Help needed!!! #359

hiren-2911 · 2020-10-18T08:05:25Z

Please help.

Hello @pierluigiferrari I am trying to train SSD300 model but i am not getting good results.
The predictor is predicting too many bounding boxes all with same confidence level.
I really want to learn about this model and train it on my won custom dataset.
I read all the previous issue.
There were two similar issue regarding same problem on SSD7 model. But they havent been answered yet.
Please help me to understand where is the actual problem.

Ezzysci · 2020-10-28T14:24:14Z

I have the same problem. I get too many bounding boxes with the confidence level of 0.09 and no bounding boxes when I set it to 0.5. I hope someone can help. I am very lost.

hiren-2911 · 2020-10-29T06:09:10Z

Hey!
I solved the problem.
Make sure you use the latest port (i.e. ssd-keras_0.9.0)
keras version-2.1.0
tensorflow-gpu==1.15
when you use this on the latest version you will get the error about img_dim_ordering()=='th' change it to img_data_format()=='channels_last'.
train it for around 500 epochs if your data set is quite small.
And yeah it works good!

hiren-2911 · 2020-10-29T06:10:00Z

if you are still facing the problem please feel free to post it, i will try to solve it

Ezzysci · 2020-10-29T15:05:59Z

I had this problem before and I solved it.

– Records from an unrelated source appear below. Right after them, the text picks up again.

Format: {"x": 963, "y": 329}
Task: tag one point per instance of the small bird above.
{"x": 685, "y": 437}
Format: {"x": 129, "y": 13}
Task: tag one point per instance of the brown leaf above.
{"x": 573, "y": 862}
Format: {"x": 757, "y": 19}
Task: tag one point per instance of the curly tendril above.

I haven't tried the 500 epochs. I'm seeing though that he did some changes to his code. In a commit on march, did you implement those changes there: https://github.com/IntranelConsulting/ssd_keras_tf2/commits/master/keras_loss_function

Ezzysci · 2020-10-29T15:20:33Z

Okay, I see, I don't have tensorflow-gpu, I'll get the one specific version you mentioned. Thank you for the help! I greatly appreciate it. Still curious about those commits he made but it looks like it's for the TF2.2.0rc. Thanks for the input Hiren.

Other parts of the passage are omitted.